Khalid Naciri, Ministre de la Communication et porte-parole du gouvernement, a rétorqué que le parti était en tout point en infraction avec la loi. "Les partis fondés sur des critères religieux ou ethniques sont légalement interdits, parce qu'ils constituent le point de départ de la sédition", a déclaré M. Naciri.
"Le Maroc, en tant que société civilisée et organisée qui tente de construire sa démocratie, laisse un espace à tous les partis et à toutes les expressions politiques sans exception, sauf pour ce qui touche à l'intégrité de son entité nationale. Le parlement a voté à l'unanimité une loi en ce sens. En conséquence, ce parti ne peut exister, parce qu'il contrevient à la loi."
M. Naciri a souligné que même avec trente-trois partis au Maroc, "aucun débat n'a été nécessaire sur leur droit à exister."

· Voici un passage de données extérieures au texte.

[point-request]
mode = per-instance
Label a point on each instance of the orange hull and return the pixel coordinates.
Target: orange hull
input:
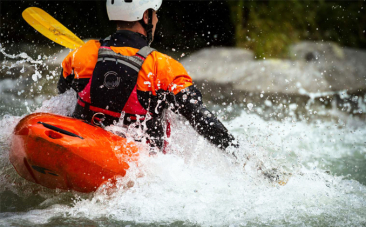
(66, 153)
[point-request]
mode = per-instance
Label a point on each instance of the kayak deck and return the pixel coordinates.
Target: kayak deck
(66, 153)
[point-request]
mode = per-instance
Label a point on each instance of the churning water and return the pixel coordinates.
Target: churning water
(196, 184)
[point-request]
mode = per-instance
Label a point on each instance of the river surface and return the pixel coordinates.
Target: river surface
(195, 184)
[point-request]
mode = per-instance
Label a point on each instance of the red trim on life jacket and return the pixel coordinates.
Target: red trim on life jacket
(104, 47)
(97, 109)
(85, 94)
(133, 105)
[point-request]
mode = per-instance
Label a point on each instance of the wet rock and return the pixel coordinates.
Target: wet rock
(316, 51)
(217, 64)
(314, 68)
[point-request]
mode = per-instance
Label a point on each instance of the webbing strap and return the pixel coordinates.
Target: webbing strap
(145, 51)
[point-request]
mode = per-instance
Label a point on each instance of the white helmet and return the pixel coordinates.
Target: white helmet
(130, 10)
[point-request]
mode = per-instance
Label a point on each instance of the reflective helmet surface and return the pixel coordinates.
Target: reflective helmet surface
(130, 10)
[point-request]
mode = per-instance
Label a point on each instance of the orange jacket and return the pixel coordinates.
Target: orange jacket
(159, 71)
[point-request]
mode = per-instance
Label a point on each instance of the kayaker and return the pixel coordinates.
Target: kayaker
(123, 74)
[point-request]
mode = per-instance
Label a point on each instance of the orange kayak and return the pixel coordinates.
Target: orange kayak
(66, 153)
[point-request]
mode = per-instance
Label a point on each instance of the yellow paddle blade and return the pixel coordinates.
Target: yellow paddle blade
(51, 28)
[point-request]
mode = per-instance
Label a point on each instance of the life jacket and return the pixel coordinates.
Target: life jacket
(112, 88)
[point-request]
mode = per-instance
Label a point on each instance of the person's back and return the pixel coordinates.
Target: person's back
(123, 75)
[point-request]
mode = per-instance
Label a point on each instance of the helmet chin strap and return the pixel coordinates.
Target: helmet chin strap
(149, 26)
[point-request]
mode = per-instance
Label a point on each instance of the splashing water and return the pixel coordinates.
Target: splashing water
(198, 184)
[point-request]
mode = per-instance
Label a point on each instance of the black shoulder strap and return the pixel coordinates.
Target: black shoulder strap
(106, 41)
(145, 51)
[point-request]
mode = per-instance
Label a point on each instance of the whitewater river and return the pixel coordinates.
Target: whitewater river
(195, 184)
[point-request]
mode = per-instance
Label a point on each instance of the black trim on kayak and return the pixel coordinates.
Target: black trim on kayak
(59, 130)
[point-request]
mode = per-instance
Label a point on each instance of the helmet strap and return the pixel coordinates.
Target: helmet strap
(149, 26)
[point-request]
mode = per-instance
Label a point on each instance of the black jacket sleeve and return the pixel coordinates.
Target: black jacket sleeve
(64, 84)
(189, 103)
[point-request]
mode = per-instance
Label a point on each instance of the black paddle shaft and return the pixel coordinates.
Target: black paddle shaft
(60, 130)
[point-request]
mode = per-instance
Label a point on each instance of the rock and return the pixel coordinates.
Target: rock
(330, 68)
(316, 51)
(217, 64)
(342, 68)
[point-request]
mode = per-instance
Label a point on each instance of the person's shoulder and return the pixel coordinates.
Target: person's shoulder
(89, 47)
(164, 59)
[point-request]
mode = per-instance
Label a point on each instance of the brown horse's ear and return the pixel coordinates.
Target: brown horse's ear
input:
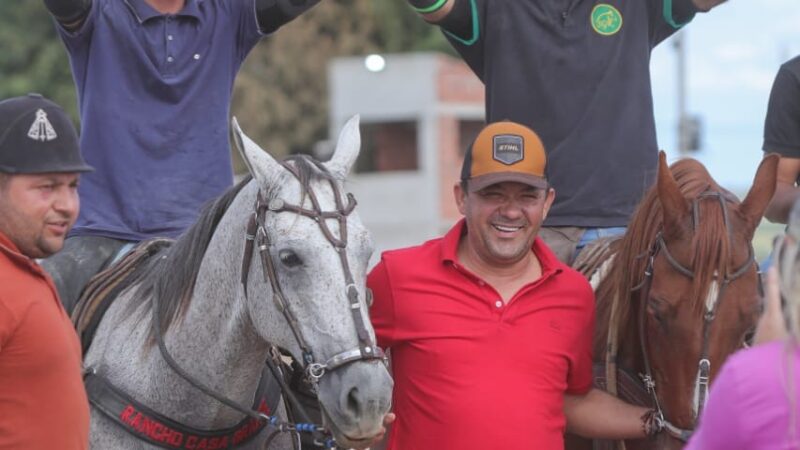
(674, 207)
(754, 205)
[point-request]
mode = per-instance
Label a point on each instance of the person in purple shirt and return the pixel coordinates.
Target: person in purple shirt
(754, 401)
(154, 80)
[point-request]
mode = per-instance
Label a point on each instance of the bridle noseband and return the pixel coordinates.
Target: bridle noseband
(704, 364)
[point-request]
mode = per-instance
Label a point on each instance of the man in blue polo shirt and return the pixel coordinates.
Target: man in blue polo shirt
(577, 71)
(154, 81)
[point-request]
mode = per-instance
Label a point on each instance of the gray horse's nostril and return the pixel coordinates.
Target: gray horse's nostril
(353, 403)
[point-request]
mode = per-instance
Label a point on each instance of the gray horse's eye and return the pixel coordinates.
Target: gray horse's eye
(289, 258)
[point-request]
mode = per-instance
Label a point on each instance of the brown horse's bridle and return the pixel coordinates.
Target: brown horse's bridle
(704, 364)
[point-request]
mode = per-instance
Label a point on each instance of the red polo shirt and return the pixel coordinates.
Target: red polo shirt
(43, 403)
(471, 372)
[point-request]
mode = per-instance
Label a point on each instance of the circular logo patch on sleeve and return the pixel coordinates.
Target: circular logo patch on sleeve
(606, 19)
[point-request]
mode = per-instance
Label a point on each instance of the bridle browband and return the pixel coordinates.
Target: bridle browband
(704, 364)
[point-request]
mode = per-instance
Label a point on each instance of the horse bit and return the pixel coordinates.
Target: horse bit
(704, 365)
(257, 235)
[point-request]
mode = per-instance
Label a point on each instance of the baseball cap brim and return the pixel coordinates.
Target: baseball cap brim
(483, 181)
(80, 168)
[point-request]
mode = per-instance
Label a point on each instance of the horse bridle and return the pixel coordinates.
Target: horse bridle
(257, 235)
(704, 364)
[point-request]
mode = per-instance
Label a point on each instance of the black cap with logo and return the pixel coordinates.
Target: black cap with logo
(37, 136)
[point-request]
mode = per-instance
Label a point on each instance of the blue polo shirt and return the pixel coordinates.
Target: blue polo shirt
(154, 95)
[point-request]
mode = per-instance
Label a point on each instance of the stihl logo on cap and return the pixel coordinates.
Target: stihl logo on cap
(508, 149)
(42, 129)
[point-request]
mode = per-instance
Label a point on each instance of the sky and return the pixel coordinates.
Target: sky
(733, 54)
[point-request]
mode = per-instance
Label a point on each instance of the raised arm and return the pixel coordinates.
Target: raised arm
(599, 415)
(273, 14)
(786, 191)
(69, 13)
(455, 16)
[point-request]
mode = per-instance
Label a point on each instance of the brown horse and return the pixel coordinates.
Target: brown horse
(681, 294)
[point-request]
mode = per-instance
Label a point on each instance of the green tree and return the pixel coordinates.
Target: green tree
(32, 58)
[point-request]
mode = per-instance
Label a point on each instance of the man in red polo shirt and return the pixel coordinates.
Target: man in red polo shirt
(490, 335)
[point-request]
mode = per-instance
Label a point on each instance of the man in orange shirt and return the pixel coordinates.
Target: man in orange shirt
(43, 403)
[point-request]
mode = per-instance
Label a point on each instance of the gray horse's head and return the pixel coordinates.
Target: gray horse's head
(312, 277)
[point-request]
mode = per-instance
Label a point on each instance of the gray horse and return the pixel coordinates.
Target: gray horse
(218, 325)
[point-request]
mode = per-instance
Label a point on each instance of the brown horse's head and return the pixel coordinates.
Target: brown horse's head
(687, 284)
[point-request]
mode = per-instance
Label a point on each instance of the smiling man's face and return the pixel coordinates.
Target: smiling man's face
(37, 211)
(503, 220)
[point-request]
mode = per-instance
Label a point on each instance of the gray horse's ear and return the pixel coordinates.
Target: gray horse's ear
(347, 149)
(261, 165)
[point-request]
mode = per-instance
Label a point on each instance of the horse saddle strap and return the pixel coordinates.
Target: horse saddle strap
(161, 431)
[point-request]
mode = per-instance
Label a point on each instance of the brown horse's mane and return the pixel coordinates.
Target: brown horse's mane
(709, 247)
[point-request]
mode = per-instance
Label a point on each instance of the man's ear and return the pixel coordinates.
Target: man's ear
(460, 197)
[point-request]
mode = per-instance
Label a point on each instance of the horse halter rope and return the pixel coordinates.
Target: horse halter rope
(704, 365)
(314, 371)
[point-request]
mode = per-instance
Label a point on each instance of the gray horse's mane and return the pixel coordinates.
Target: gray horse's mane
(170, 275)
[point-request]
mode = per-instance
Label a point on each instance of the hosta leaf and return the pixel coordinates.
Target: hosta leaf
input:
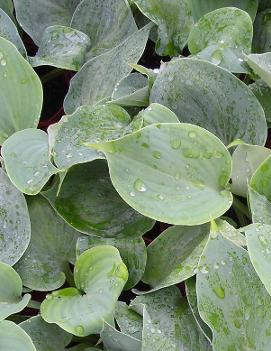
(35, 16)
(108, 23)
(20, 107)
(191, 294)
(14, 338)
(221, 36)
(97, 78)
(157, 113)
(11, 300)
(175, 173)
(88, 124)
(200, 8)
(231, 298)
(101, 275)
(46, 337)
(88, 202)
(204, 94)
(52, 247)
(117, 341)
(262, 32)
(259, 249)
(9, 31)
(168, 320)
(246, 159)
(174, 20)
(185, 245)
(129, 321)
(261, 65)
(27, 160)
(260, 193)
(132, 90)
(62, 47)
(263, 94)
(14, 222)
(133, 253)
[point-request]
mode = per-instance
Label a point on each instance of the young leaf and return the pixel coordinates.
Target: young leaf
(167, 319)
(52, 247)
(246, 159)
(259, 249)
(11, 300)
(20, 92)
(15, 228)
(114, 340)
(35, 16)
(62, 47)
(97, 78)
(221, 37)
(168, 171)
(174, 20)
(14, 338)
(88, 124)
(108, 23)
(133, 253)
(27, 160)
(200, 8)
(101, 275)
(46, 337)
(9, 31)
(89, 203)
(185, 245)
(231, 298)
(211, 97)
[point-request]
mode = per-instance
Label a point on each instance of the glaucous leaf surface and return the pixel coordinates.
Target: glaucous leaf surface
(168, 171)
(45, 337)
(185, 245)
(27, 160)
(52, 246)
(108, 23)
(231, 298)
(168, 320)
(8, 30)
(62, 47)
(261, 65)
(114, 340)
(132, 90)
(191, 294)
(89, 203)
(259, 249)
(211, 97)
(97, 78)
(35, 16)
(133, 253)
(262, 32)
(88, 124)
(263, 93)
(157, 113)
(221, 37)
(129, 321)
(11, 300)
(13, 337)
(20, 106)
(15, 228)
(246, 159)
(100, 275)
(200, 8)
(174, 21)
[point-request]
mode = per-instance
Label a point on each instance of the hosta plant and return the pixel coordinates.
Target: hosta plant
(135, 178)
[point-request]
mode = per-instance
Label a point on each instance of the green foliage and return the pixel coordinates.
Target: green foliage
(145, 171)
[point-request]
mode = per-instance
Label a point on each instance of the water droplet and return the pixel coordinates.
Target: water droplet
(139, 186)
(79, 330)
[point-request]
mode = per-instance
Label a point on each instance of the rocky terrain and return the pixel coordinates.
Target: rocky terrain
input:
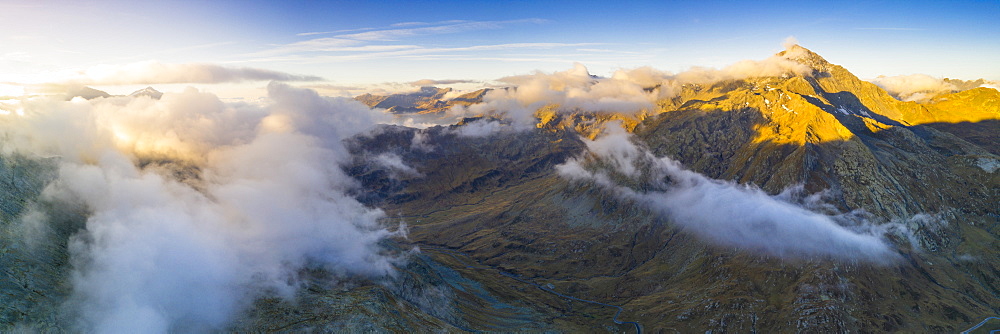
(500, 240)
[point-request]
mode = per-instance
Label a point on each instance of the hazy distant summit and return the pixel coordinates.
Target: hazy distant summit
(148, 92)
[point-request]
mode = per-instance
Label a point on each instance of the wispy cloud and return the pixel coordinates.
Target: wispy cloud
(432, 82)
(891, 28)
(154, 72)
(412, 51)
(396, 34)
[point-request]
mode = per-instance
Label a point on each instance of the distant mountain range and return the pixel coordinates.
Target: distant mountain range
(809, 202)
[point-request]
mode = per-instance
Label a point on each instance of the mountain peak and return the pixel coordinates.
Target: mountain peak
(805, 56)
(148, 91)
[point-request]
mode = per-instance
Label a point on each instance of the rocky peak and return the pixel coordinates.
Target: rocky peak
(805, 56)
(148, 91)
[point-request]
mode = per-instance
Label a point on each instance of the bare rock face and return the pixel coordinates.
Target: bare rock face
(508, 244)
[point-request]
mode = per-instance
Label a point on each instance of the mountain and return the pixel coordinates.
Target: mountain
(85, 92)
(425, 100)
(498, 202)
(148, 92)
(501, 238)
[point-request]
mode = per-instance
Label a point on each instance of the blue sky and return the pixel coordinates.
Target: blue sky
(356, 44)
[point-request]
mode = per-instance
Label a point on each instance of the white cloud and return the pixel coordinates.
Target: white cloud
(432, 82)
(154, 72)
(454, 27)
(724, 213)
(264, 197)
(913, 87)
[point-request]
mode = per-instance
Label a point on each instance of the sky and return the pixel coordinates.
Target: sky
(234, 48)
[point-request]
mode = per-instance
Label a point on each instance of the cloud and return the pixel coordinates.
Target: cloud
(431, 82)
(153, 72)
(891, 28)
(627, 91)
(721, 212)
(230, 202)
(453, 27)
(913, 87)
(920, 87)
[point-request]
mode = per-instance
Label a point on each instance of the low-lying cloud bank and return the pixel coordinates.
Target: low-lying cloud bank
(721, 212)
(919, 87)
(154, 72)
(626, 91)
(195, 207)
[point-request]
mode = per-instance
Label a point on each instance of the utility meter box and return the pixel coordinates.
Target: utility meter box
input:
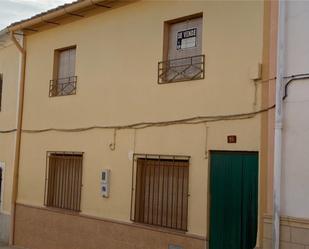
(105, 183)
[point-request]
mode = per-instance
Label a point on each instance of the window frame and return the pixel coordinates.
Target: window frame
(195, 60)
(53, 87)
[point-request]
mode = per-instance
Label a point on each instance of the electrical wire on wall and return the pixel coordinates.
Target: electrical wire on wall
(144, 125)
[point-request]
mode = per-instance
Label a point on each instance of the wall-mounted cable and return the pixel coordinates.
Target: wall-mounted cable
(144, 125)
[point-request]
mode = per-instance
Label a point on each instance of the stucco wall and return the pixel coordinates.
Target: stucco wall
(295, 175)
(117, 56)
(9, 64)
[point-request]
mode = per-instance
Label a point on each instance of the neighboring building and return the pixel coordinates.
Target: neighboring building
(295, 173)
(141, 126)
(9, 67)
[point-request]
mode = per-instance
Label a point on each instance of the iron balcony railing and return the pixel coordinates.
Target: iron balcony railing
(183, 69)
(63, 86)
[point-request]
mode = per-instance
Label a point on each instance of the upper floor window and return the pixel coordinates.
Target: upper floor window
(64, 78)
(1, 84)
(183, 59)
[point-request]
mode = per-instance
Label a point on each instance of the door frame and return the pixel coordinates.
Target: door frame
(209, 194)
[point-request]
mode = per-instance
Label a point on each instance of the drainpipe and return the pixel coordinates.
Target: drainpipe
(22, 66)
(278, 124)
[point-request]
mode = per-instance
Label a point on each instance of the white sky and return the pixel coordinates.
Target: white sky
(16, 10)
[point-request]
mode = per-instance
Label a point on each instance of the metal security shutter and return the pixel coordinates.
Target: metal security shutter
(161, 197)
(64, 181)
(234, 200)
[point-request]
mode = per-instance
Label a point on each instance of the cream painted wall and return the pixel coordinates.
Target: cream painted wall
(9, 66)
(117, 56)
(295, 175)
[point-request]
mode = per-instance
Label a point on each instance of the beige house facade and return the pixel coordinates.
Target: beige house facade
(9, 71)
(126, 107)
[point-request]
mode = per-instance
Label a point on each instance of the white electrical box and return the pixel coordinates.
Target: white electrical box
(255, 72)
(105, 183)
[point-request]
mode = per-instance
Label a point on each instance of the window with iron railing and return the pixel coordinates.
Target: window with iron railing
(64, 180)
(182, 50)
(64, 78)
(184, 69)
(160, 194)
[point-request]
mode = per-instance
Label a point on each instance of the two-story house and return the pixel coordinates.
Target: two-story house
(286, 157)
(140, 126)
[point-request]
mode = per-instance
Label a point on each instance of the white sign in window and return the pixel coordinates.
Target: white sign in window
(186, 39)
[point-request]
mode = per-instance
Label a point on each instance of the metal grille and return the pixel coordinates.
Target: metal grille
(63, 86)
(64, 181)
(161, 191)
(184, 69)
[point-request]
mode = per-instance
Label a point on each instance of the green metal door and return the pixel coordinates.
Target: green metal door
(234, 200)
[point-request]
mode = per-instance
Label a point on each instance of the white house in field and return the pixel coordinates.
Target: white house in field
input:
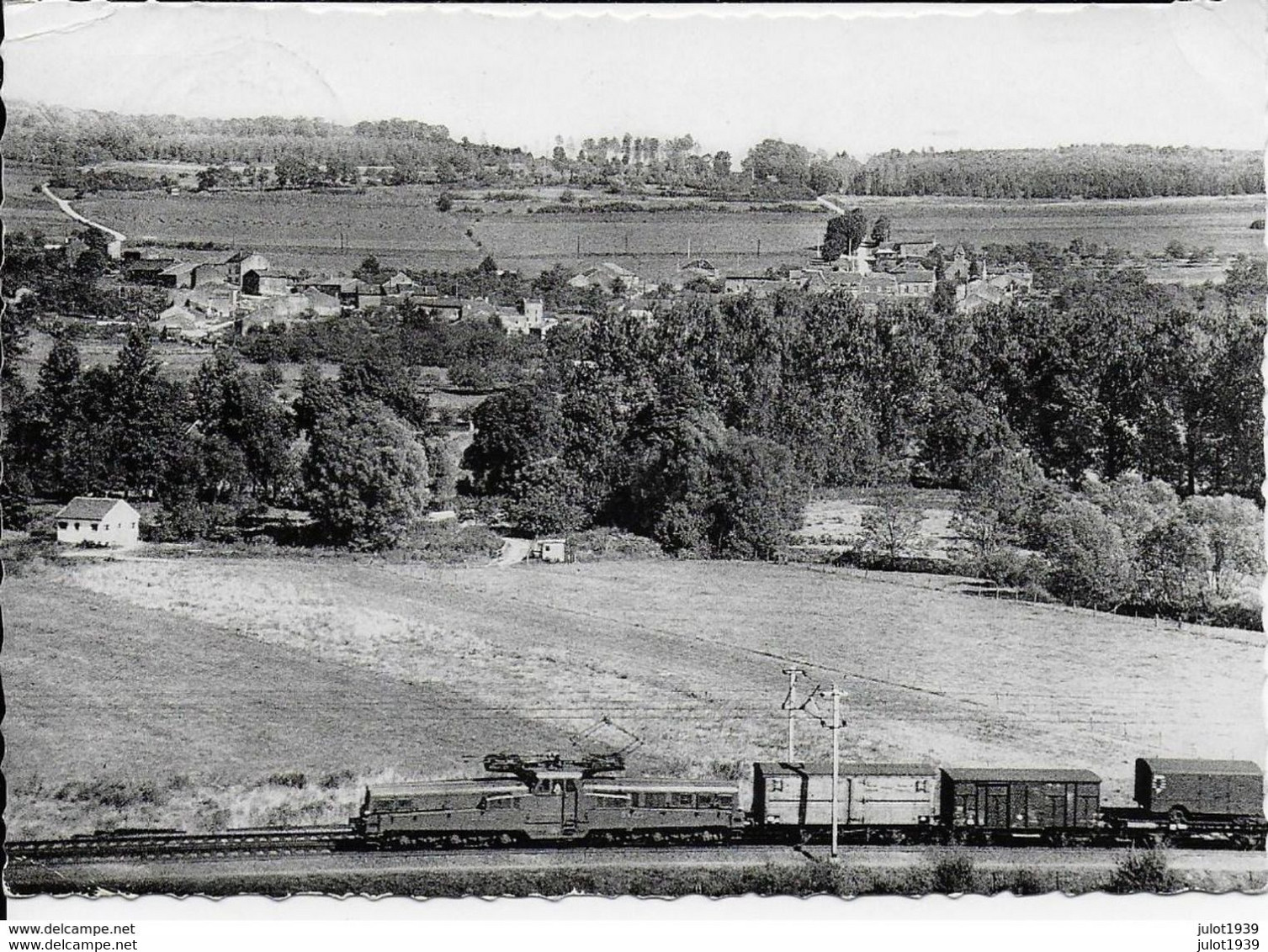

Toutefois, une organisation non gouvernementale marocaine considère cet appel à dissoudre le parti comme un usage excessif de la puissance publique et une violation flagrante des traités et conventions internationaux sur les Droits de l'Homme ratifiés par le Maroc. La Ligue Amazighe des Droits de l'Homme affirme que dissoudre ce parti créerait un déséquilibre dans la structure sociale du Maroc, affaiblirait les chances de pluralisme politique et culturel, et porterait atteinte au droit légitime des Marocains amazighs à voter pour les partis politiques et les organisations de leur choix.
La légitimité de l'action du gouvernement est un autre point de litige, alors que s'approche la date de l'audition. "L'action légale a été intentée au-delà de la période légale prescrite pour ce type d'affaire", affirme M. Dgherni.
Aux termes de la loi sur les partis, le délai de remise en cause de la légitimité des partis est de deux mois. Or, selon M. Dgherni, le Parti Démocratique Amazigh marocain a été fondé le 31 juillet 2005 et "a fait procéder à l'adaptation nécessaire de la nouvelle loi le 2 février 2007".